Rogoff on International Financial Regulation

. Saturday, September 26, 2009

He doesn't think executive compensation is the main problem:

[T]here's no one-size-fits-all solution. It's hard not to be sympathetic to that, and clearly we've shown that a lot of the financial firms are effectively public entities with trillions of dollars of cash at their disposal. On the other hand, it's sobering to note that the European banks, by and large, did not have these huge, American-size payouts. Yet they managed to get themselves into just as much trouble. The short-term borrowing is the real problem.

By "short-term borrowing" he really means huge leverage ratios that require banks to roll over their entire net worth many times per month. When credit is flowing, that's not a problem. When it isn't, we get the Great Financial Meltdown of 2008. Along similar lines, Rogoff also wants higher capital requirements, particularly for short-term borrowing by banks. In other words, Rogoff sees the problem as fundamental to the structure of banking: banks borrow short and lend long. He's right, but that feature will always be with us. The trick is figuring out how to limit the systemic risk.

Rogoff also has thoughts on the difficulties of international harmonization:

Also, the undercurrent is the United States makes a lot of money off of international finance. It's a big profit center -- we are the winners, and we want to keep the system. The rest of the world says, "But you're generating risk." We have a very different agenda from, say, Germany or France. They will have much less to lose by strengthening regulation because they have much stronger regulation to start with.

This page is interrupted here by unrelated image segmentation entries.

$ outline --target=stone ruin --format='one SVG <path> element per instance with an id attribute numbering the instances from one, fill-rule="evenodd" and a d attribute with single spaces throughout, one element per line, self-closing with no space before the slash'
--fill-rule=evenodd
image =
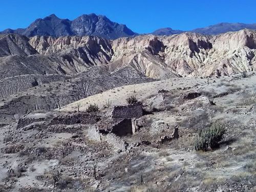
<path id="1" fill-rule="evenodd" d="M 21 118 L 18 119 L 18 123 L 17 124 L 17 129 L 19 129 L 21 128 L 25 127 L 27 125 L 28 125 L 31 123 L 34 123 L 35 122 L 40 122 L 45 121 L 46 119 L 45 118 Z"/>
<path id="2" fill-rule="evenodd" d="M 95 124 L 100 120 L 100 118 L 98 116 L 81 113 L 55 117 L 50 122 L 50 125 Z"/>
<path id="3" fill-rule="evenodd" d="M 139 118 L 143 113 L 142 104 L 138 102 L 127 106 L 115 106 L 112 112 L 112 117 L 114 119 Z"/>
<path id="4" fill-rule="evenodd" d="M 183 99 L 189 100 L 195 99 L 202 95 L 201 93 L 199 92 L 190 92 L 185 94 L 183 96 Z"/>
<path id="5" fill-rule="evenodd" d="M 174 132 L 171 137 L 167 136 L 160 137 L 160 139 L 157 141 L 157 143 L 163 144 L 166 142 L 169 142 L 174 139 L 178 139 L 179 137 L 178 130 L 179 129 L 178 127 L 175 127 Z"/>
<path id="6" fill-rule="evenodd" d="M 90 139 L 97 141 L 105 141 L 119 150 L 126 150 L 129 145 L 125 141 L 114 133 L 101 133 L 95 125 L 92 125 L 87 130 L 87 134 Z"/>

It's not just the U.S.: the U.K. and Japan also make a lot of money from finance, and Japan in particular does not seem interested in jacking up capital requirements. Nor is it clear that that would have prevented this crisis or would prevent the next one. Indeed, stricter capital requirements in Basel incentivized banks to take on more securitized loans since those had a lower risk-rating than the unsecuritized debt banks were previously holding.